License — CC BY-NC-SA 4.0
Use freely for research, journalism, and education. Attribution required (see "How to cite" below). Derivative works must use the same licence. See full licence terms.
How to cite
Academic (recommended)
Open Cacao Index contributors (2026). Open Cacao Index (Version 0.10.0) [Dataset]. https://kakao.io
BibTeX
@dataset{open_cacao_index_2026, author = {{Open Cacao Index contributors}}, title = {Open Cacao Index}, year = {2026}, version = {0.10.0}, publisher = {Open Cacao Index}, url = {https://kakao.io}}
Journalism / informal
Open Cacao Index, kakao.io
Download
- Dataset (JSON) — 124 origin records
- Country overviews (JSON) — 47 countries
- Glossary (JSON) — 44 terms
- Origin record JSON Schema
- Cacao genetics JSON Schema (draft)
- Sitemap (XML) · RSS feed · llms.txt
Data schema
Each origin record has a stable id, plus name, country, genetic_groups, traditional_class, and optional coordinates, elevation_m, harvest_season, fermentation, drying, flavor_profile, summary, certifications, status, sources, updated_at.
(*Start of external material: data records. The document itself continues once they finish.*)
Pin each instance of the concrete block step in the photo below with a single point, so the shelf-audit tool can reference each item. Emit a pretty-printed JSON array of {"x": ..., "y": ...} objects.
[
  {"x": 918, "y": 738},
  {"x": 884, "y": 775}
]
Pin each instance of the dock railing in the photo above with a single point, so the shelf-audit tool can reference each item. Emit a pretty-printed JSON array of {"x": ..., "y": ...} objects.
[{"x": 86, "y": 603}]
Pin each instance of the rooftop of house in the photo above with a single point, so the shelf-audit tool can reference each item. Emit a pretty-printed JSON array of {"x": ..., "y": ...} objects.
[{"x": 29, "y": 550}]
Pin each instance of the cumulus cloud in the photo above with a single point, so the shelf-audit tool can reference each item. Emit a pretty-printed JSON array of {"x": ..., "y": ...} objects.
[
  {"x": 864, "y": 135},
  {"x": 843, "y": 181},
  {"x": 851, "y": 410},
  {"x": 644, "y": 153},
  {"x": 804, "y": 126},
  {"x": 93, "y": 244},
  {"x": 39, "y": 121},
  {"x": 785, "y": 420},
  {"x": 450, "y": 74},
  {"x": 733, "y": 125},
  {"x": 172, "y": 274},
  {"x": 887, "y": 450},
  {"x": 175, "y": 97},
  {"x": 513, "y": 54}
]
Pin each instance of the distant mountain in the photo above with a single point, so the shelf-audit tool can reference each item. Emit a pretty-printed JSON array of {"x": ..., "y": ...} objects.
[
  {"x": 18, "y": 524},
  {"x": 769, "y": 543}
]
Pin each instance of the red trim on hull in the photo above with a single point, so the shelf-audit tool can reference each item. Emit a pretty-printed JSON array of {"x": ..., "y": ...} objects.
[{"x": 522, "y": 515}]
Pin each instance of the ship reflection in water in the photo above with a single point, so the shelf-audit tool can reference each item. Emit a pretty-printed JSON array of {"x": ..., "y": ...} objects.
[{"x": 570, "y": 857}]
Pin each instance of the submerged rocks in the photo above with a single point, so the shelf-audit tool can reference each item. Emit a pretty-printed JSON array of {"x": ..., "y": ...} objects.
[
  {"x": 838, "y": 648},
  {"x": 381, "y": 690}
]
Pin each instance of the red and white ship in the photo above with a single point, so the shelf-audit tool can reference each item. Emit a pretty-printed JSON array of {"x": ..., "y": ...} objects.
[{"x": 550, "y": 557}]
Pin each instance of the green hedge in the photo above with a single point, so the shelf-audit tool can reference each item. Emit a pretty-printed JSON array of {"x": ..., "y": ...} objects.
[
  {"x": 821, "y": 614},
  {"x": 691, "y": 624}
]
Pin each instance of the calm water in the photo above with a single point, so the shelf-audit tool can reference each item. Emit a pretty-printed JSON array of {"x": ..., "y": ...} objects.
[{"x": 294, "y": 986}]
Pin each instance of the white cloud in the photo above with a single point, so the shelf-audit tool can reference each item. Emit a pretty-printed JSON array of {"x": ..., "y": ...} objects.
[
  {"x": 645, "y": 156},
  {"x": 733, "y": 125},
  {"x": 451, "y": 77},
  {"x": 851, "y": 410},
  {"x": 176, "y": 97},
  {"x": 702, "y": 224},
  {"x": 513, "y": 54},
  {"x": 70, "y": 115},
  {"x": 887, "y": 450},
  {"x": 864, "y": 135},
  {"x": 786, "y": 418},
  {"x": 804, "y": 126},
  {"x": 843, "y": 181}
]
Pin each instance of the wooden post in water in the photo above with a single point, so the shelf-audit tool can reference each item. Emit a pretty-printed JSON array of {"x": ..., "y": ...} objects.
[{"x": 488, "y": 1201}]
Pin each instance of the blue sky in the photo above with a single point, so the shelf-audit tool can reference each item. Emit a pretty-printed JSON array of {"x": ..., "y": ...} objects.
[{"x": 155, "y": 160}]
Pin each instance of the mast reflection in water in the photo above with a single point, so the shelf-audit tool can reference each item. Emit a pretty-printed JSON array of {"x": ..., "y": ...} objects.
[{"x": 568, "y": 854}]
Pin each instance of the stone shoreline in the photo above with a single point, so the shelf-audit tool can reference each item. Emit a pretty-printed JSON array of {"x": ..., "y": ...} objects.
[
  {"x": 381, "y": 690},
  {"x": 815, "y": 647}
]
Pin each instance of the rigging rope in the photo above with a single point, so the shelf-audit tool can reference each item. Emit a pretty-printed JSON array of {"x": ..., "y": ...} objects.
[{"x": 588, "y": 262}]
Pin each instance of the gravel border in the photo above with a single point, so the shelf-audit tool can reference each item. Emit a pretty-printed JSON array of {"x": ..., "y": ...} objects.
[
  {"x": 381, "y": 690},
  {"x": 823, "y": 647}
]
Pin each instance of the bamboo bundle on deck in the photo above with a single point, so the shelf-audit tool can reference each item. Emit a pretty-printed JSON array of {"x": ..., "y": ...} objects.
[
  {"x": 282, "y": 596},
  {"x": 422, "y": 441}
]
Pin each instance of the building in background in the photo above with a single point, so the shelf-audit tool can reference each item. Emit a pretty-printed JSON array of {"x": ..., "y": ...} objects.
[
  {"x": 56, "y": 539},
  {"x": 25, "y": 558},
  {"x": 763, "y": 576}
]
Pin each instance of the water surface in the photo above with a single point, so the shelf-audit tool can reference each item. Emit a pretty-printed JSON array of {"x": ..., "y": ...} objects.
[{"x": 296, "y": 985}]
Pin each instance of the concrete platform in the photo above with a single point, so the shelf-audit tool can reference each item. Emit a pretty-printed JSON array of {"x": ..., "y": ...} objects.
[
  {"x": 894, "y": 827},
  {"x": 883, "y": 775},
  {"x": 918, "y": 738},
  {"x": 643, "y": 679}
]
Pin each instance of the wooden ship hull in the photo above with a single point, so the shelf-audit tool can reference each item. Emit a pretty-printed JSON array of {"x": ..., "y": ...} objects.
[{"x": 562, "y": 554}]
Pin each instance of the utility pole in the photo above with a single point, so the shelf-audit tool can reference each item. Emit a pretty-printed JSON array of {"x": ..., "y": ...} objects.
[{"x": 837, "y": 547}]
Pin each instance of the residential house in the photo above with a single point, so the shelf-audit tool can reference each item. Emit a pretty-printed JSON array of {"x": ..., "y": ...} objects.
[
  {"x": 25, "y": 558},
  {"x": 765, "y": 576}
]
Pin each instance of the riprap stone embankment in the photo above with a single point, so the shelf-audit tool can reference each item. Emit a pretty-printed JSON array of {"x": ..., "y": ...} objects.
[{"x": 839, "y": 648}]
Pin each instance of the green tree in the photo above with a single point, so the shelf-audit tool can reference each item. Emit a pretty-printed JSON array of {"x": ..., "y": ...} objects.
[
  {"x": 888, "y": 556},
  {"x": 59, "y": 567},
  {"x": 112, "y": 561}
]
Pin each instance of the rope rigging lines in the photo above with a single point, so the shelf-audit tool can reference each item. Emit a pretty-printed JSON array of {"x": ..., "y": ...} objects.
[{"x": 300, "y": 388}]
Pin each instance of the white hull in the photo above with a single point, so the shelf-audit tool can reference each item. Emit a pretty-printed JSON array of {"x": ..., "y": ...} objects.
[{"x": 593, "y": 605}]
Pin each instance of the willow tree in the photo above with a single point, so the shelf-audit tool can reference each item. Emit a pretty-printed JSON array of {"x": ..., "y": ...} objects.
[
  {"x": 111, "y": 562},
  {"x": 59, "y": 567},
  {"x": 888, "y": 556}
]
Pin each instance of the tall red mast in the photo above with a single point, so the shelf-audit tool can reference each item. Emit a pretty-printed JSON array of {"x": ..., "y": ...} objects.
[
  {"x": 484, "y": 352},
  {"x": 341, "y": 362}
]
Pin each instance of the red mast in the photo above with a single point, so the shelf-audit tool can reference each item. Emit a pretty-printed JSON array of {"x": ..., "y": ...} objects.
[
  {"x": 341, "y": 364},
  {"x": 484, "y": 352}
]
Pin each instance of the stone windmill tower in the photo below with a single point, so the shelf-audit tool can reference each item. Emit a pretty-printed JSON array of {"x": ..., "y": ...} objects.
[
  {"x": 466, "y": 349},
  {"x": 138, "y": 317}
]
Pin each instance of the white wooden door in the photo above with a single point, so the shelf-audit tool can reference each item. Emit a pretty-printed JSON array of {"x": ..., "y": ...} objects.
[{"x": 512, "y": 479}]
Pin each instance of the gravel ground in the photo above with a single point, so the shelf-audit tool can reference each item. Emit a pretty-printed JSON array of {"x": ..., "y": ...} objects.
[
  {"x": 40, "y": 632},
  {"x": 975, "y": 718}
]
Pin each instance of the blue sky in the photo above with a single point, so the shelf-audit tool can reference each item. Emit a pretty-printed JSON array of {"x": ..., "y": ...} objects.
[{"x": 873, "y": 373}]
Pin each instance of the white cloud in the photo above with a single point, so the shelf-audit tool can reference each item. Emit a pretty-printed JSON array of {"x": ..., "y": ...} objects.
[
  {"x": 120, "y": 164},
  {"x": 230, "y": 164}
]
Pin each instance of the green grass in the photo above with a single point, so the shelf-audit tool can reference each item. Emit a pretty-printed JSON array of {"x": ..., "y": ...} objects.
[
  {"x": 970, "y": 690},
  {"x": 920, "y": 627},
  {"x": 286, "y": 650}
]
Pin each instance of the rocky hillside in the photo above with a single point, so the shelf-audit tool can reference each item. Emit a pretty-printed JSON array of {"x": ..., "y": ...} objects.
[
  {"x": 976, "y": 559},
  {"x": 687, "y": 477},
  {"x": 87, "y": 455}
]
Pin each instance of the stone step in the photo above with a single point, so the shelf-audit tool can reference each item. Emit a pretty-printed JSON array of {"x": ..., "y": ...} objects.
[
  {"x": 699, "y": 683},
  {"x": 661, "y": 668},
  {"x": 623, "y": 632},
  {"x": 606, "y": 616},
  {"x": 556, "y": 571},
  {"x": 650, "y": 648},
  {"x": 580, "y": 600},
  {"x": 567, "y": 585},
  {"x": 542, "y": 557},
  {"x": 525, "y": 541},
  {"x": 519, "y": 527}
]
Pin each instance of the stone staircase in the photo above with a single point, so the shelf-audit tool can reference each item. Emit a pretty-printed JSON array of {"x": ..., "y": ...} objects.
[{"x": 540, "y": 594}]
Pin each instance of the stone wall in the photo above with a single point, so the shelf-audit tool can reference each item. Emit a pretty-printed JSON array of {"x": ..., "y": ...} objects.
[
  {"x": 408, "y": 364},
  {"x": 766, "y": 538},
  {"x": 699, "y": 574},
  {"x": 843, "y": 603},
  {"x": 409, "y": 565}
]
See the JSON Schema for the canonical definition.
Example — count by genetic cluster (shell + jq)
curl -s https://kakao.io/data/cacao-origins.json | jq '.origins | map(.genetic_groups[]) | group_by(.) | map({(.[0]): length}) | add'
Example — Python
import json, urllib.request
data = json.load(urllib.request.urlopen("https://kakao.io/data/cacao-origins.json"))
for o in data["origins"]:
if "Nacional" in o.get("genetic_groups", []):
print(o["id"], o["name"], o["country"])
Provenance status
Records carry a status: draft (unverified), reviewed (corroborated against cited sources), verified (cross-checked against primary sources — reserved). Conservative genetic assignments (admixture / unknown) are preferred over confident guesses. Approximate coordinates carry coordinates.approx: true.
Commercial use
Republishing in paid products or commercial integration requires a separate licence.
Errors and contributions
Corrections welcome. Submit the origin ID, the correction, and a citation.